Achimer Kreisblatt, 04.10.2004

Corinna May: Eine imposante Stimme
Blinde Sängerin begeisterte in der Rathausscheune zusammen mit der Big Band Grambke / Nur 150 Zuschauer

Es sollte ein echtes Konzert-Highlight in Thedinghausen werden. Und das wurde es auch. Enttäuschend war allerdings die Zuschauerresonanz. Corinna May, eine der bekanntesten deutschsprachigen Stars und die Big Band Grambke entzündeten jedenfalls ein musikalisches Feuerwerk in der Thedinghauser Rathausscheune.

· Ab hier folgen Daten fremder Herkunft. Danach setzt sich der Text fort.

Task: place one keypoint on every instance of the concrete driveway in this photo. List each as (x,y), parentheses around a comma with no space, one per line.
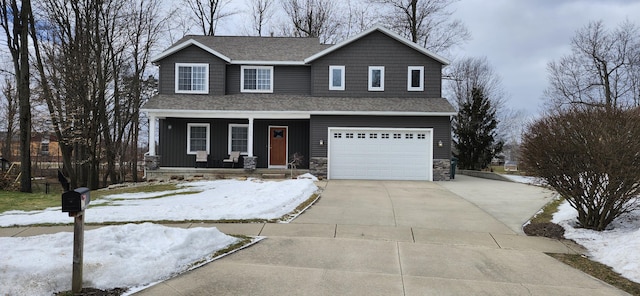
(397,238)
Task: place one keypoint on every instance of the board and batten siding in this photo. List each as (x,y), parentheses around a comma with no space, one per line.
(192,54)
(376,49)
(441,129)
(173,142)
(287,80)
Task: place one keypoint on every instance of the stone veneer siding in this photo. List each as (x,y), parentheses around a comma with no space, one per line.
(441,168)
(318,167)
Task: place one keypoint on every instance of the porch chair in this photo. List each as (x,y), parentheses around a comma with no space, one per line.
(233,158)
(201,157)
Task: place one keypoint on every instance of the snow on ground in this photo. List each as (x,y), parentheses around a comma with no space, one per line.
(617,247)
(114,256)
(204,200)
(134,255)
(525,179)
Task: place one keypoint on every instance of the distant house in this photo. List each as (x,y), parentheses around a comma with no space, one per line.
(44,147)
(370,107)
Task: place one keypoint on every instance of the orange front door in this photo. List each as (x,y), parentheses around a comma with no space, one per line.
(277,146)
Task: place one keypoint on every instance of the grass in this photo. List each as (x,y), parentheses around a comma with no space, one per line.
(580,262)
(11,200)
(600,271)
(39,200)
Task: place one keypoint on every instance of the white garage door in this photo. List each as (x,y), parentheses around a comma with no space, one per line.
(380,154)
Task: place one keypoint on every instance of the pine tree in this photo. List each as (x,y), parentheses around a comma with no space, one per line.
(475,132)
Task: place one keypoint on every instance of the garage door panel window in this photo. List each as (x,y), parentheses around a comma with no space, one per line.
(380,154)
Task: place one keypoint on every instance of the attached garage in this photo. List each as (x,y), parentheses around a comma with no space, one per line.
(380,153)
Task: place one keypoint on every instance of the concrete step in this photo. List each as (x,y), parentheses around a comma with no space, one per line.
(273,176)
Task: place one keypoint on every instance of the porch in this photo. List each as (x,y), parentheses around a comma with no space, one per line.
(184,173)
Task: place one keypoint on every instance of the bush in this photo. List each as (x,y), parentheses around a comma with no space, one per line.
(591,157)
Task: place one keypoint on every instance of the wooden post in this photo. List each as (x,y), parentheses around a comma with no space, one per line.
(78,250)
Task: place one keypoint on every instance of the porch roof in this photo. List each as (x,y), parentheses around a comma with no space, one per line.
(244,103)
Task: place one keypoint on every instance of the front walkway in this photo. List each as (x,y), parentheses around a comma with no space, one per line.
(397,238)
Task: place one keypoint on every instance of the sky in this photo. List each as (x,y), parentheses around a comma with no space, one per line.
(520,37)
(138,255)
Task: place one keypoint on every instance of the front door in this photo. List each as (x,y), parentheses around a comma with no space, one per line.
(277,146)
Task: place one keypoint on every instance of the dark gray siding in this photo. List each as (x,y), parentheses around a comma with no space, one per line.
(288,80)
(376,49)
(173,142)
(441,129)
(192,54)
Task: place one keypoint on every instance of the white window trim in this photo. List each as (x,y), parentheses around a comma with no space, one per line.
(206,78)
(374,68)
(189,125)
(331,86)
(231,125)
(242,89)
(409,78)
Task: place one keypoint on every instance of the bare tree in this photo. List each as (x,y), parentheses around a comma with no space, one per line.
(473,72)
(590,157)
(261,12)
(15,21)
(601,71)
(10,109)
(314,18)
(91,80)
(207,13)
(426,22)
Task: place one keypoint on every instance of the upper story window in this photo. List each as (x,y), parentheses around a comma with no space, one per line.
(256,79)
(197,137)
(415,78)
(192,78)
(336,77)
(376,78)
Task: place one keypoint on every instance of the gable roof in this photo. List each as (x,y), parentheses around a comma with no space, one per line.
(385,31)
(251,103)
(249,50)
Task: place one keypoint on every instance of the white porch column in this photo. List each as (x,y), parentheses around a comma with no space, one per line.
(152,135)
(250,138)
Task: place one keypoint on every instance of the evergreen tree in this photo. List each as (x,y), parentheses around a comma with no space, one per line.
(475,132)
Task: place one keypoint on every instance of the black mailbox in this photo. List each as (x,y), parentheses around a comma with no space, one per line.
(76,200)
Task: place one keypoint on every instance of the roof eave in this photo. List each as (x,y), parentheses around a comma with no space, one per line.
(385,31)
(186,44)
(282,114)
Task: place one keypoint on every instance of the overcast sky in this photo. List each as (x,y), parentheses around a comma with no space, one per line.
(519,37)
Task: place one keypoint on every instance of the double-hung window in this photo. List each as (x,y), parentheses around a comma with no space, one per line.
(256,79)
(336,77)
(239,138)
(415,78)
(197,137)
(192,78)
(376,78)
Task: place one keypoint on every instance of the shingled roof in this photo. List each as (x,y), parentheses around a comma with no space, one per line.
(248,48)
(297,103)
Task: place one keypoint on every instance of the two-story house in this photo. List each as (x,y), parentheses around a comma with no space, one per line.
(370,107)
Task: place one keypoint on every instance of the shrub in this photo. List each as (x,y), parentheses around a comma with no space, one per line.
(591,157)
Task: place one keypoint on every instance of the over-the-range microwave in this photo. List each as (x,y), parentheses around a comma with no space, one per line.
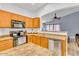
(17,24)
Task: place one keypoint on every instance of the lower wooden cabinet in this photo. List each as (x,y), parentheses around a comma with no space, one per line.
(42,41)
(6,44)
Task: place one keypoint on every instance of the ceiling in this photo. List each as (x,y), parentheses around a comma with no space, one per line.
(31,6)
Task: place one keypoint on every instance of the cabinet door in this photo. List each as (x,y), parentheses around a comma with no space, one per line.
(5,20)
(6,44)
(36,22)
(28,22)
(14,17)
(34,39)
(44,42)
(30,38)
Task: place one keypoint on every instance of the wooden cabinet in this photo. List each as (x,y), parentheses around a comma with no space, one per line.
(41,41)
(38,40)
(44,42)
(14,16)
(32,22)
(20,18)
(5,20)
(28,22)
(36,22)
(30,38)
(17,17)
(6,44)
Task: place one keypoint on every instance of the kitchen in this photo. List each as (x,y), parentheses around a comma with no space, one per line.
(23,33)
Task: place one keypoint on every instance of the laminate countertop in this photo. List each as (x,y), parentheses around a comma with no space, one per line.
(5,37)
(53,35)
(28,49)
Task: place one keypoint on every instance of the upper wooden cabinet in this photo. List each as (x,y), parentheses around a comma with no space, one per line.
(14,16)
(28,22)
(44,42)
(17,17)
(5,19)
(32,22)
(36,22)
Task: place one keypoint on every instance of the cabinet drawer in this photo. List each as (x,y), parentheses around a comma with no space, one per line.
(5,42)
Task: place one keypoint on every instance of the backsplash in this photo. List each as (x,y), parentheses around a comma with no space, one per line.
(5,31)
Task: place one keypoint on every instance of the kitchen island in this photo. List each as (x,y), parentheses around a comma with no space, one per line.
(28,49)
(44,38)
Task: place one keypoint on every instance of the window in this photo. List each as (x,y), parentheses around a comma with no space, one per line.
(53,27)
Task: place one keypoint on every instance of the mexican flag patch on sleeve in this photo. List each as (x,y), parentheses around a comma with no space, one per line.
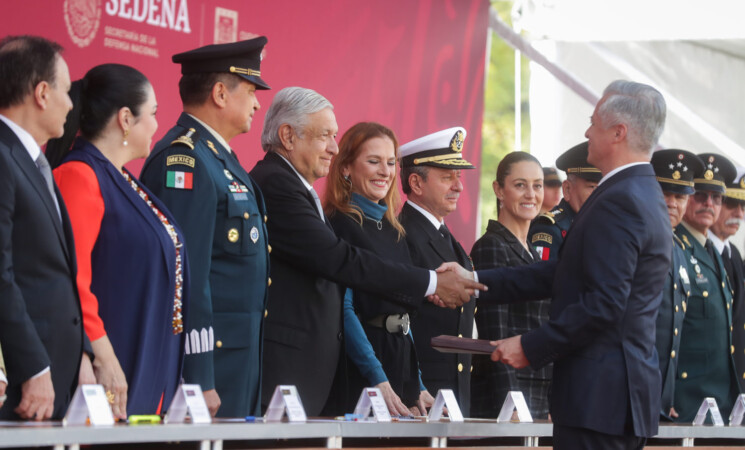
(179,180)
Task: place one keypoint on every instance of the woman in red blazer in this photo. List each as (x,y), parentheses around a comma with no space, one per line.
(132,273)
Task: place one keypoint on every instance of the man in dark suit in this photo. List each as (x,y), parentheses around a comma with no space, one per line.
(675,171)
(706,367)
(548,230)
(310,265)
(430,177)
(197,175)
(605,288)
(41,330)
(730,219)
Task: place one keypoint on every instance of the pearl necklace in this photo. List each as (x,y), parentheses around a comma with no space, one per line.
(177,321)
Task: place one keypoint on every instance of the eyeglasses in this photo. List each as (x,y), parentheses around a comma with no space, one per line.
(701,197)
(733,203)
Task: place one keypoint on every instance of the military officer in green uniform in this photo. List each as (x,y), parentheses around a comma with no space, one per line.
(221,212)
(706,365)
(675,171)
(548,229)
(728,223)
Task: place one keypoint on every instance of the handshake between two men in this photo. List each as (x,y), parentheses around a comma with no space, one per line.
(509,350)
(455,286)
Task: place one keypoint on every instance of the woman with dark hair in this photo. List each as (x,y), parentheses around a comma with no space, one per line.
(132,273)
(361,202)
(519,191)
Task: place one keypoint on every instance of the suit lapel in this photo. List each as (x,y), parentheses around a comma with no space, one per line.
(28,167)
(440,244)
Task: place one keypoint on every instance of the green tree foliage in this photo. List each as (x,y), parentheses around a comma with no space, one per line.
(498,132)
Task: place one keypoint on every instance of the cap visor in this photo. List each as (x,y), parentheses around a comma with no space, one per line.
(260,84)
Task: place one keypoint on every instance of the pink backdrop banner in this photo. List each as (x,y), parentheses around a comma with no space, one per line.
(415,66)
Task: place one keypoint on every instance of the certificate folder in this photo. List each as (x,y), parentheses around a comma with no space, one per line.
(454,344)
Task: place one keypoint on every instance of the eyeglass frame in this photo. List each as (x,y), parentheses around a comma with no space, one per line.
(716,197)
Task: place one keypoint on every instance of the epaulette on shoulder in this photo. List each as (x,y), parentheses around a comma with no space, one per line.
(187,138)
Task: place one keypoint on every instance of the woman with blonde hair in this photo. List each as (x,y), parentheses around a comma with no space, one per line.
(361,202)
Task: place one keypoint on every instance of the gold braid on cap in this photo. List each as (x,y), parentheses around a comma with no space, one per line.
(737,194)
(250,72)
(671,181)
(705,181)
(449,156)
(582,170)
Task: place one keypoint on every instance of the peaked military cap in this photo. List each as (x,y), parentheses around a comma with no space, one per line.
(242,58)
(736,189)
(442,149)
(718,172)
(574,162)
(551,177)
(676,169)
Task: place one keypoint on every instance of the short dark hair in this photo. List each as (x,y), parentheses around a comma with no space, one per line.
(422,171)
(505,166)
(25,61)
(96,98)
(195,88)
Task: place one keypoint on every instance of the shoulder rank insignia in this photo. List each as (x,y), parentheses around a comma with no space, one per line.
(685,239)
(187,138)
(212,147)
(677,240)
(548,216)
(183,160)
(545,237)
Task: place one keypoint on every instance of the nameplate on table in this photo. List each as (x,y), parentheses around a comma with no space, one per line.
(188,400)
(89,402)
(709,405)
(445,399)
(372,399)
(738,411)
(285,400)
(514,401)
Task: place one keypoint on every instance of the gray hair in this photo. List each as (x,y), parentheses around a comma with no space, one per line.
(290,106)
(640,107)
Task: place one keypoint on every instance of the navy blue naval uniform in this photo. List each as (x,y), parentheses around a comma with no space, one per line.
(670,323)
(547,231)
(221,212)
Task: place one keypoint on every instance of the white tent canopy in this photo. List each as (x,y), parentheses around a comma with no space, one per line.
(692,51)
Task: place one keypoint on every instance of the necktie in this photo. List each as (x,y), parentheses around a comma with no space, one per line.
(446,234)
(318,203)
(713,255)
(46,172)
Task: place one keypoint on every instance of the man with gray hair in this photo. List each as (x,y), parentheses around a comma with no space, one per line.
(310,265)
(606,287)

Der Abend unter dem Motto "Swing, Jazz and more" ließ keine Wünsche offen. Was die Künstlerinnen und Künstler und vor allem Corinna May auf die Bühne zauberten, war schon absolute Spitzenklasse.
Apropos Corinna May: Zweifler wurden eines besseren belehrt. Ihre Stimme ist weit mehr als das, was man aus Ralph Siegels Ohrwurm kennt. Ein Konzertbesucher brachte es auf den Punkt: Schublade falsch beschriftet. Bei Corinna May, 1970 in Bremen geboren und von Geburt an blind, konnte man die Leidenschaft zu singen spüren.

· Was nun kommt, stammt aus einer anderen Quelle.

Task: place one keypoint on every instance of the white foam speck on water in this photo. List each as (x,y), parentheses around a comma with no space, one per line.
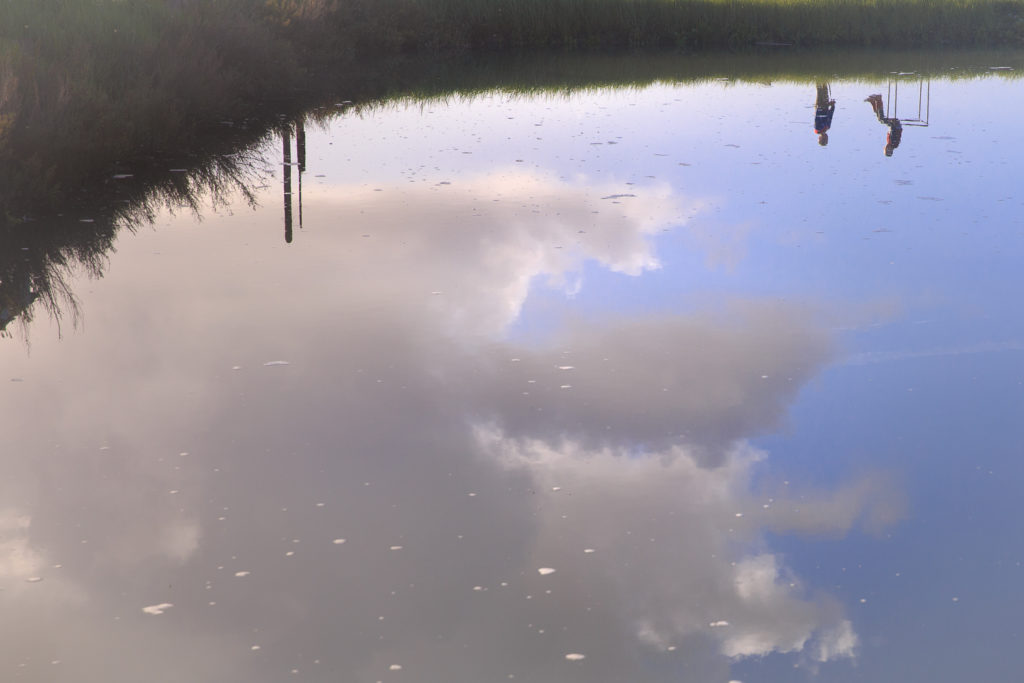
(158,609)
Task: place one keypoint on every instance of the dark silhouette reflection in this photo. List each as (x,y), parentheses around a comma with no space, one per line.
(895,127)
(286,162)
(824,107)
(286,143)
(40,257)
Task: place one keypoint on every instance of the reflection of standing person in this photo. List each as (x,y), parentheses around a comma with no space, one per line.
(823,109)
(895,127)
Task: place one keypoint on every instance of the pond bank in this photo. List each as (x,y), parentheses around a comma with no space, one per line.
(85,88)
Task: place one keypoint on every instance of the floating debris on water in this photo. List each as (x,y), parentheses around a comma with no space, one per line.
(158,609)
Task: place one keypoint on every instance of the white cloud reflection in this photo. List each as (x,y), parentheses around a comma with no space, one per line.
(632,478)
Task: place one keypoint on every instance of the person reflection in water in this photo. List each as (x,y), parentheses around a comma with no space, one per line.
(895,127)
(823,109)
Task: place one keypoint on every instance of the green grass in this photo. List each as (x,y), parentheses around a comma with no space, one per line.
(88,84)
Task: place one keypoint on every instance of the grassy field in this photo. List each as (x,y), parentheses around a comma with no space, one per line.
(86,85)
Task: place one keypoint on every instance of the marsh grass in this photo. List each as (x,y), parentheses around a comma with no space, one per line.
(371,27)
(39,258)
(88,85)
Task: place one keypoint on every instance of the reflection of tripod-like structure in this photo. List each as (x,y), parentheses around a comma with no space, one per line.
(924,100)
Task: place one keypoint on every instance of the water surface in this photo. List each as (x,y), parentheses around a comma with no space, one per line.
(608,384)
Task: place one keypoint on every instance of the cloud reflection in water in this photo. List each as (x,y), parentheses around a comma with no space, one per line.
(454,461)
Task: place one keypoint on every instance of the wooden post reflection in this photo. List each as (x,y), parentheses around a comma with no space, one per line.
(300,148)
(286,143)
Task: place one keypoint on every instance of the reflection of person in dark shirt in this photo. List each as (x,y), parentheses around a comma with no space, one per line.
(823,109)
(895,127)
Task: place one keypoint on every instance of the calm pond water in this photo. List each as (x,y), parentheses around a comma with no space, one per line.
(615,384)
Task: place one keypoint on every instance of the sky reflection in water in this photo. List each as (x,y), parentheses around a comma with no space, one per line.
(751,398)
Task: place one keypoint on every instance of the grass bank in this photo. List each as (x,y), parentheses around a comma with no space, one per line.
(91,85)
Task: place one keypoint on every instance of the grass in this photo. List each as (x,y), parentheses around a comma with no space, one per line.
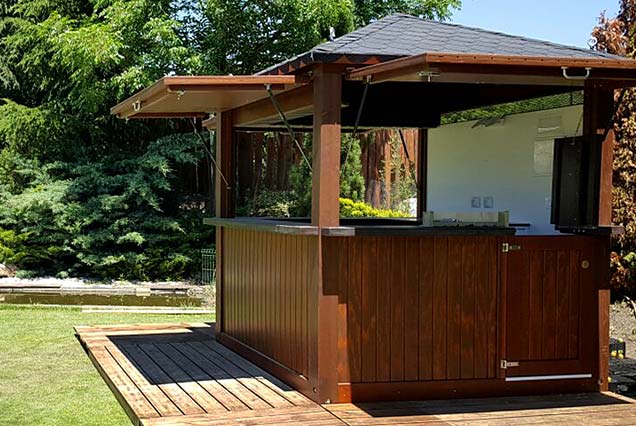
(45,376)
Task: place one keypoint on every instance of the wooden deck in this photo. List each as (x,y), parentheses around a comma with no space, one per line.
(179,375)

Back to the rrots. Jazz und Swing zu singen, ist ihre große Leidenschaft, das erlebten rund 150 Konzertbesucher hautnah mit. "Ich brenne auf neue Abenteuer im musikalischen Sinne" sagte die Sängerin. "Was hinter mir liegt ist Vergangenheit und damit für mich abgehakt, ohne dass ich irgend etwas bereue."

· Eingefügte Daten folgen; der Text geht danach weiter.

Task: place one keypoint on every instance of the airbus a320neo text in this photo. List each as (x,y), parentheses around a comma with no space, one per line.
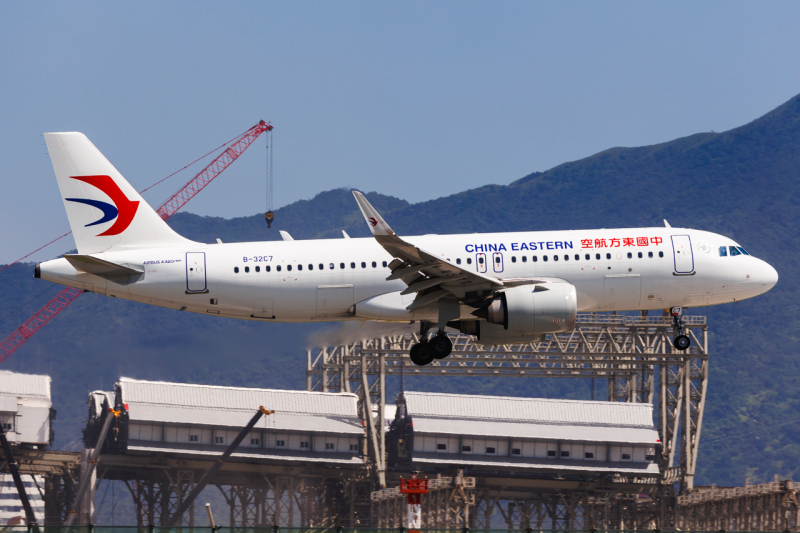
(503,288)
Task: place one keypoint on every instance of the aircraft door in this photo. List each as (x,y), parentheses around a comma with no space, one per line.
(480,262)
(682,252)
(196,272)
(497,261)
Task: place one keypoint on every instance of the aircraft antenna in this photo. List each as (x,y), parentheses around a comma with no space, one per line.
(166,210)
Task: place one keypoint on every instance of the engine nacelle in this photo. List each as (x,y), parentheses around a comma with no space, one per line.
(535,309)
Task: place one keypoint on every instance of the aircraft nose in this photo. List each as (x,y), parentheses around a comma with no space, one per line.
(769,277)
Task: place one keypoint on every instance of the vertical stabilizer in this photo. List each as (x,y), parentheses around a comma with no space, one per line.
(105,212)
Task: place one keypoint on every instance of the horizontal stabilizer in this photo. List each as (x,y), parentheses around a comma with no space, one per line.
(106,269)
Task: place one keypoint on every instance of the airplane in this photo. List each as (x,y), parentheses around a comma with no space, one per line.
(503,288)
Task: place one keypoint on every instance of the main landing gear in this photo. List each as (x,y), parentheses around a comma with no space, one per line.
(425,351)
(680,341)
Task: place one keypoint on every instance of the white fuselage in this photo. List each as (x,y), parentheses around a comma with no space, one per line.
(327,280)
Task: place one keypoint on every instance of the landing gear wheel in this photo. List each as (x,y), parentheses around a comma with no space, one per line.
(420,354)
(440,346)
(682,342)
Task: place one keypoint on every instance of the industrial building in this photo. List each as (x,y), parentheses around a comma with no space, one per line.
(26,409)
(196,420)
(522,434)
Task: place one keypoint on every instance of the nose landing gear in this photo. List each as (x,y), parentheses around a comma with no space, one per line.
(425,351)
(680,341)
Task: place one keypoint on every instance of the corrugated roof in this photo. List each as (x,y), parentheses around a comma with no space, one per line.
(528,410)
(182,403)
(24,385)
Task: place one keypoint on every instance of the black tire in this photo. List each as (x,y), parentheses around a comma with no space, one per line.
(420,354)
(682,342)
(440,346)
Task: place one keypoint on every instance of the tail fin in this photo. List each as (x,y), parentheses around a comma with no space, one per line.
(105,212)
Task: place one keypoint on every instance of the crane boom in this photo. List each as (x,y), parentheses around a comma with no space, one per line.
(167,209)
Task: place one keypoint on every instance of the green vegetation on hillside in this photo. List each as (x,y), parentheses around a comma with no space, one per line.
(741,183)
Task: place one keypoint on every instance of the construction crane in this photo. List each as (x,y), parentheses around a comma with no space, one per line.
(166,210)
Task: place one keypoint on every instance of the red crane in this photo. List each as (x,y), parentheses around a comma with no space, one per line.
(166,210)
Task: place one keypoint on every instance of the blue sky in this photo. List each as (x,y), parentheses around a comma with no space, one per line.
(413,99)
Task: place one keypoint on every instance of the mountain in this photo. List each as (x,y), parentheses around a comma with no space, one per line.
(741,183)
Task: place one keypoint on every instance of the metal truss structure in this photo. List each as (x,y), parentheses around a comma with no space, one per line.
(766,507)
(627,351)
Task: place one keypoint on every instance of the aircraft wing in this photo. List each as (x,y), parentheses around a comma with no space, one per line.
(423,270)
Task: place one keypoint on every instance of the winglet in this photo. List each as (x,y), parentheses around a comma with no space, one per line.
(374,220)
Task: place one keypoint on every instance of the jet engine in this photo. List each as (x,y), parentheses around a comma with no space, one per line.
(525,313)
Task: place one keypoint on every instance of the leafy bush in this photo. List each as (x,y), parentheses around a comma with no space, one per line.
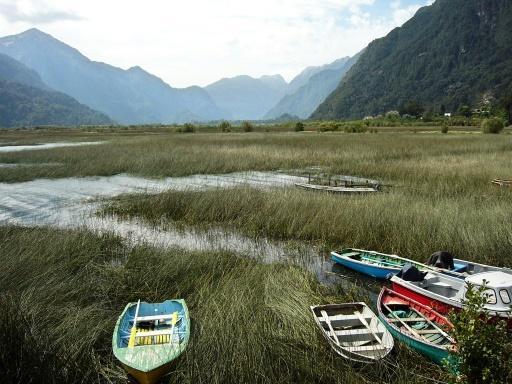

Der Abend wurde von der Big Band Grambke musikalisch eröffnet. Diese Band in klassischer Big-Band-Besetzung, fünf Saxophone, fünf Trompeten, vier Posaunen dazu Piano, Gitarre, Bass und Schlagzeug, spannte einen weiten Bogen. Jazz, Swing, Pop bis hin zum Rock. Stücke von Musikgrößen wie Count Basie, Quincy Jones, Frank Sinatra, Billy Joel oder Nathalie Cole wurden geboten.
"Einmal mit Corinna May etwas zu machen, ist für uns schon etwas ganz besonderes", ließ sich Peter Jahn aus Thedinghausen, Bassist der Big Band, entlocken. "Man merkt, dass Corinna May ein echter Profi ist. Nur ein einziger gemeinsamer Übungsabend mit uns reichte aus, um solch ein klasse Konzert auf die Bühne zu bringen".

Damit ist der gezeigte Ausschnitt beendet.